Google Research Football MARL Benchmark and Research Toolkit

https://grf-marl.readthedocs.io/

Other

27 stars 4 forks source link

Non-distributed training #5

Open GP413413 opened 1 month ago

GP413413 commented 1 month ago

Hello! I found that the default setting for this project is distributed training, using the ray framework. I want to know if GRF_MARL can support non-distributed training (only on one server) and where to modify the settings. Thank you for your help!

YanSong97 commented 1 month ago

Hi, you can modify the config file for customized rollout and training. For example, ${rollout_manager.num_workers} is the CPU cores for environment rollout (one env instance on each CPU by default), and ${training_manager.num_trainers} is equal to the number of GPUs used for training.

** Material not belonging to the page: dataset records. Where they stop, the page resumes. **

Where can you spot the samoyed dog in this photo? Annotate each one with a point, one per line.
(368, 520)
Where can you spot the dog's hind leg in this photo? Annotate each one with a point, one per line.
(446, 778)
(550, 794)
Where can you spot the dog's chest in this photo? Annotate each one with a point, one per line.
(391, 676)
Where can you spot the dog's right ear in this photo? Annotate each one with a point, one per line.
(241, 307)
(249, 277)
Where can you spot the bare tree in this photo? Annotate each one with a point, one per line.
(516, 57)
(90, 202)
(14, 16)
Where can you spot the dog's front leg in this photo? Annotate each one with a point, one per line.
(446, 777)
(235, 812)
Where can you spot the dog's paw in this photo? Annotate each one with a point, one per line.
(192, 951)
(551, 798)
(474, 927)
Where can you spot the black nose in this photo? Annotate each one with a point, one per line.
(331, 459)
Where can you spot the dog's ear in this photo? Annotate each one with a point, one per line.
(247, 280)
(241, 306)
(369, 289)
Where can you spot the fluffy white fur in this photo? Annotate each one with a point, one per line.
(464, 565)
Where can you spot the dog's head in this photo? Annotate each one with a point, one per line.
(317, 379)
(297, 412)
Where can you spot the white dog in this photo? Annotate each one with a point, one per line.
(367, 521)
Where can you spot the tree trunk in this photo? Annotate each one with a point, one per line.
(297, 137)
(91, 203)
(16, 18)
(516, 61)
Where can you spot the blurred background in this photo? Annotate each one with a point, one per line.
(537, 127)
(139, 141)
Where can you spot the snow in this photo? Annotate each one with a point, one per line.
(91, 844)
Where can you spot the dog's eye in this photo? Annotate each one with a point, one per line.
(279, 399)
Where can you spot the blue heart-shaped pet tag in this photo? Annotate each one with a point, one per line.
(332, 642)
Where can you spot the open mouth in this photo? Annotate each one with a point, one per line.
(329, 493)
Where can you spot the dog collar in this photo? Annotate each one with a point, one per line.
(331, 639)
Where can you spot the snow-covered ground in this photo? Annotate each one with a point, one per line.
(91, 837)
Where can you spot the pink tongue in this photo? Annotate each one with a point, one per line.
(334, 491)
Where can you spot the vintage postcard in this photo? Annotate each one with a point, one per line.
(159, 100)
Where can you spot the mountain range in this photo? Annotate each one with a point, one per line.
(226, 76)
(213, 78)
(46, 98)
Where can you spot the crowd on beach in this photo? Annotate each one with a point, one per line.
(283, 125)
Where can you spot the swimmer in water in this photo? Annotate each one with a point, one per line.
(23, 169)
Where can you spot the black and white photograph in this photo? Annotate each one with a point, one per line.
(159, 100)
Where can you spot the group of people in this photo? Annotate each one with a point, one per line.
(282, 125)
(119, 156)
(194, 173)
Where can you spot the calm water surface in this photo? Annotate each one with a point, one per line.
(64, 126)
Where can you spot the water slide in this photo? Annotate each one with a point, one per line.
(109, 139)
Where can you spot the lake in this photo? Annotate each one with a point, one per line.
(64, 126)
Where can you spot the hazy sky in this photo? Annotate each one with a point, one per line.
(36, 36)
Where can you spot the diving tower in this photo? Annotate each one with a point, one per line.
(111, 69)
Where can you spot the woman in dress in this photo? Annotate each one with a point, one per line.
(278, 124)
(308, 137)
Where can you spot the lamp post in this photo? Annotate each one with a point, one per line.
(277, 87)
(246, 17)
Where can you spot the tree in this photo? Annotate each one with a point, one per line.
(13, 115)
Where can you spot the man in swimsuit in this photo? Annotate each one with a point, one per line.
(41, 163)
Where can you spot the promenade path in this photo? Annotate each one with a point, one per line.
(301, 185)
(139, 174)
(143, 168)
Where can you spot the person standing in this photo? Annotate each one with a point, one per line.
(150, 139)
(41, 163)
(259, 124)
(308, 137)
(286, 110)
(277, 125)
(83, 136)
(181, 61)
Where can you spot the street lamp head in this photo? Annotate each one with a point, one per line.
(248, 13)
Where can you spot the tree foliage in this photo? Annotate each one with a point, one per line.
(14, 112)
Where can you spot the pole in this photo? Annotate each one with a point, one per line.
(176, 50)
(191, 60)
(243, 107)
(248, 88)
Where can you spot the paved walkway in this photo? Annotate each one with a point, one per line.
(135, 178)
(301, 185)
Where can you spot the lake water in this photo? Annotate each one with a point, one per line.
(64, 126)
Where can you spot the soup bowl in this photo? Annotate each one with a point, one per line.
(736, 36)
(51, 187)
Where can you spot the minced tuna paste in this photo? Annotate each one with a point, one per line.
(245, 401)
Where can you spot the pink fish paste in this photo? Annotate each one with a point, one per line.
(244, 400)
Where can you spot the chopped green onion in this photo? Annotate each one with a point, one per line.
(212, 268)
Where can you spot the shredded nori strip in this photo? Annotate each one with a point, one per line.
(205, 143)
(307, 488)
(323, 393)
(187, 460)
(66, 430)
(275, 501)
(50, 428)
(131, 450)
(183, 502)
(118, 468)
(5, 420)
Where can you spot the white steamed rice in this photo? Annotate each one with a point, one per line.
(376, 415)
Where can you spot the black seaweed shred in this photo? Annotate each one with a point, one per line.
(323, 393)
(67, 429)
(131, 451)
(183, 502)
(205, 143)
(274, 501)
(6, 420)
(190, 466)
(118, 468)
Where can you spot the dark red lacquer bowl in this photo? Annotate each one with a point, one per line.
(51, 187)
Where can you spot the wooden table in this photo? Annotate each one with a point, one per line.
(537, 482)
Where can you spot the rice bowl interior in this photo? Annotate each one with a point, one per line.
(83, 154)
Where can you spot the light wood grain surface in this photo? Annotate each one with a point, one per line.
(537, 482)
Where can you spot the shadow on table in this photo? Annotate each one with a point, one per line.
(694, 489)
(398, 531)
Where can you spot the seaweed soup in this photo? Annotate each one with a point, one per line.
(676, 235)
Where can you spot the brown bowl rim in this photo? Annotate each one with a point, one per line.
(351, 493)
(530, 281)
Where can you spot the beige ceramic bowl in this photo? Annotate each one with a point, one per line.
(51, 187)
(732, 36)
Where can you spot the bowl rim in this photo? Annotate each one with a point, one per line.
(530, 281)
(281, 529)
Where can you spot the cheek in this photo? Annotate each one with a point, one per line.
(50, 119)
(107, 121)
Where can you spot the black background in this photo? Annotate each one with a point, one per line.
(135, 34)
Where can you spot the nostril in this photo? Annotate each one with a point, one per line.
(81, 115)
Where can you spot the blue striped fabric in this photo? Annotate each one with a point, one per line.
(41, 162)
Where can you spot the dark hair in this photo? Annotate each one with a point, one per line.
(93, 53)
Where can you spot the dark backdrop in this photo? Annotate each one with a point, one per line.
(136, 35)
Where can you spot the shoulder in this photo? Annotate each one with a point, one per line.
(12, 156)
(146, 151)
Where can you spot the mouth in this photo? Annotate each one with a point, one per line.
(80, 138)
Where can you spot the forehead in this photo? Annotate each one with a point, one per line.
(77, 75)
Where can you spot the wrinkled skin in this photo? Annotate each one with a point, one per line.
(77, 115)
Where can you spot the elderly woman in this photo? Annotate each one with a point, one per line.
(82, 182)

Also feel free to look at a ray-free demo: light_malib/scripts/run_train.py .

GP413413 commented 1 month ago

Thank you for your advice! Do you mean training with light_malib/scripts/run_train.py is another way of light_malib/main_pbt.py without using ray framework? I have tried to run an experiment by: python3 light_malib/scripts/run_train.py --config expr_configs/cooperative_MARL_benchmark/full_game/11_vs_11_hard/ippo.yaml But I got the following results immediately:

Where shoud I modify the config file?

YanSong97 commented 1 month ago

Yes, this is a way to debug without any distributed execution.

The config file is located at expr_configs/cooperative_MARL_benchmark/full_game/11_vs_11_hard/ippo.yaml. Can try modifying ${rollout_manager.num_workers} and ${training_manager.num_trainers} under distributed execution mode (e.g. running main_pbt.py)

GP413413 commented 1 month ago

Ok, thank you for your advice. I will have a try.